C’est une méthode sympathique, qui évite les effets collatéraux des « petits candidats » (et donc l’effet rétroactif du « vote utile ») puisque chacun n’est jugé qu’en fonction de lui-même. Malheureusement, je pense que cette méthode est encore trop compliquée pour être acceptée facilement comme fondation d’une démocratie.

Sur la méthode du jugement majoritaire : l’initiative de Slate

…et mince ! Je découvre en finissant de mettre les références que Pour la Science m’a devancé !, texte écrit par les inventeurs du jugement majoritaire.

Pour aller plus loin…

On peut passer à des formulations mathématiques plus rigoureuses du paradoxe de Condorcet. Les plus formels d’entre vous auront noté que le problème vient de la non-transitivité de la relation de préférence, une fois considérée au niveau global.

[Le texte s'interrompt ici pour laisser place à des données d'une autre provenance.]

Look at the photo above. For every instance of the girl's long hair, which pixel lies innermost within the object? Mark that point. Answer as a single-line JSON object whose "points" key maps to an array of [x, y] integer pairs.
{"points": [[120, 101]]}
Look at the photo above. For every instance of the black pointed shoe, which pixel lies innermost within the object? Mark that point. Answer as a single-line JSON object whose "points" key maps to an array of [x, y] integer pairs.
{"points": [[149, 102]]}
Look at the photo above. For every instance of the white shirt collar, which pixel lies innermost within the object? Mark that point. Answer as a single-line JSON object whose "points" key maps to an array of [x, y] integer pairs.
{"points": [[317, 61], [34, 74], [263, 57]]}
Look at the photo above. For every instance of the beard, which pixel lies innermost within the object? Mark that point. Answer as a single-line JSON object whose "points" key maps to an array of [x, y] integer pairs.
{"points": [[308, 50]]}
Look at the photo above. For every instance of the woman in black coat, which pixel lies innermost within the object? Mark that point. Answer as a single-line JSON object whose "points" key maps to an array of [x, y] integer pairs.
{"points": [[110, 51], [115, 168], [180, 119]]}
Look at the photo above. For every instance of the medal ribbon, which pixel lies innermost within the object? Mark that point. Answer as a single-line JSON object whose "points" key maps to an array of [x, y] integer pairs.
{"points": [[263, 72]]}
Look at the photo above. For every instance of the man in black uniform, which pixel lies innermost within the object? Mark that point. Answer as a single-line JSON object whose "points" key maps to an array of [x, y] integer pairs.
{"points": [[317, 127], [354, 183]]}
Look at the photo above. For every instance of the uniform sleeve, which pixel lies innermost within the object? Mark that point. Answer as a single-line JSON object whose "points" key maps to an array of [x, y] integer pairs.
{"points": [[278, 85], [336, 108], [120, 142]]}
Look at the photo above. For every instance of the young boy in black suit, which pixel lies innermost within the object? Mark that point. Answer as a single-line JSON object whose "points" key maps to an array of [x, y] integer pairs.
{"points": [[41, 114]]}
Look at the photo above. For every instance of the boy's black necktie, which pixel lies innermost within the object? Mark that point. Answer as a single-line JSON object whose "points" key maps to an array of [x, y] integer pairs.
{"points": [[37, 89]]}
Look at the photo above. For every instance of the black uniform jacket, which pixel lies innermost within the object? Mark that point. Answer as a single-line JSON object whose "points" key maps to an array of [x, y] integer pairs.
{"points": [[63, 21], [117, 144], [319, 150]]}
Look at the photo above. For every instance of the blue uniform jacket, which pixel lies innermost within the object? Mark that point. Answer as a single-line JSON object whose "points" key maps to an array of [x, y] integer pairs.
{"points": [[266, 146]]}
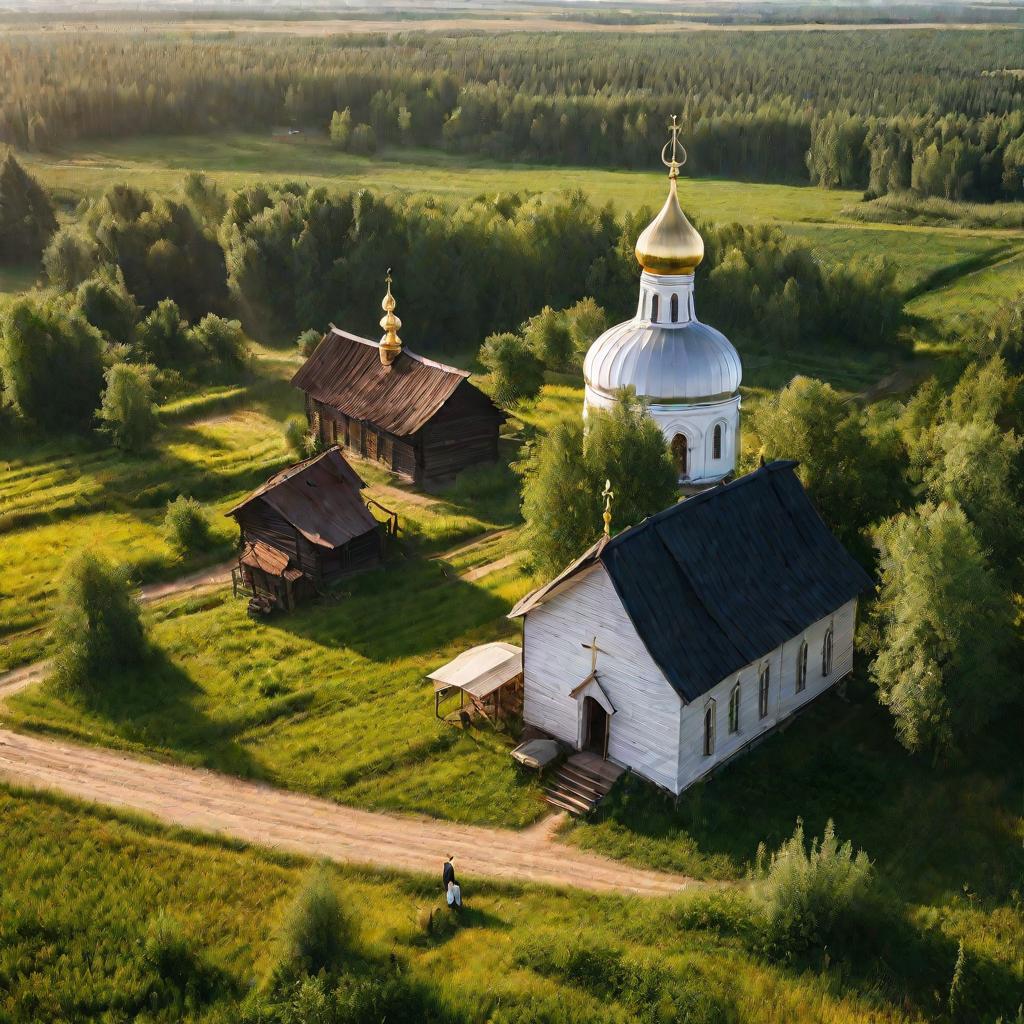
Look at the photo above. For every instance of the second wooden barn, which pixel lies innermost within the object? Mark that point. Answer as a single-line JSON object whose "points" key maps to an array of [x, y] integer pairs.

On a A > B > C > A !

Au niveau d’un seul individu, il n’y a (en principe) pas de problème de transitivité. Si vous préférez A à B et B à C, alors vous préférez A à C et donc A > B > C. La question est donc de prendre un ensemble de relations d’ordre qui sont toutes transitives, et d’en fabriquer une pour l’ensemble de la population, et qui soit elle aussi transitive. Et c’est là que ça coince.

Ainsi dans sa thèse en 1951, le futur prix « Nobel » d’économie K. Arrow a donné une version formalisée du paradoxe de Condorcet, connue sous le nom de théorème d’impossibilité d’Arrow, et qui affirme que dans certains cas, il n’existe pas de manière indiscutable d’agréger des préférences individuelles en une préférence collective.